Find the equation of the straight line which is both a tangent and normal to the curve $x=3t^2,y=2t^3?$
I found $\frac{dy}{dx}=t$.Let the curve has tangent at point $P(t_1)i.e.(3t_1^2,2t_1^3)$ and let the curve has same line as normal at point $Q(t_2)i.e.(3t_2^2,2t_2^3)$
$t_1=\frac{-1}{t_2}$
But i could not solve further.Please help me.
On
When you computed $ \frac{dy}{dx} = t, $ you crossed out $t$ from numerator and denominator under the assumption that $ t \ne 0. $ and you are dealing exactly with that situation!
This is a semi-cubical "parabola" which should be sketched to understand tangent behavior at the origin. The tangent rotates to have slopes $ 0, - \infty, 0 $ at the cusp point where a fast rotation and slope transition occur. The tangent appears to be tangent and normal at the narrow cusp.
It is with this view the question makes sense.

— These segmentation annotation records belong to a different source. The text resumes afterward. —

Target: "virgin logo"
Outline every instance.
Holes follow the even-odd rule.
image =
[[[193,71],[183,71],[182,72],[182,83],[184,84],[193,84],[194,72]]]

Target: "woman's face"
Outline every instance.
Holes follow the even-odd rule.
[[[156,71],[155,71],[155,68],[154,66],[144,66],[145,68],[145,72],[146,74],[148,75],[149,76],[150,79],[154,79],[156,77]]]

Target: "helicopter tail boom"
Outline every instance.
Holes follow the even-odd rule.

You've only related the slopes of the line, but not used the fact that the line is determined by the points it is passing through. The equation of the line will be : $$\frac{y-2t_1^3}{x-3t_1^2}=\frac{2t_1^3-2t_2^3}{3t_1^2-3t_2^2}$$ $$y-2t_1^3=(x-3t_1^2)\left(\frac 23\cdot\frac{t_1^2+t_2^2-1}{t_1+t_2}\right)$$ Now equate the slope of this line to $t_1$ or $-\frac 1 {t_2}$ and you will obtain their values.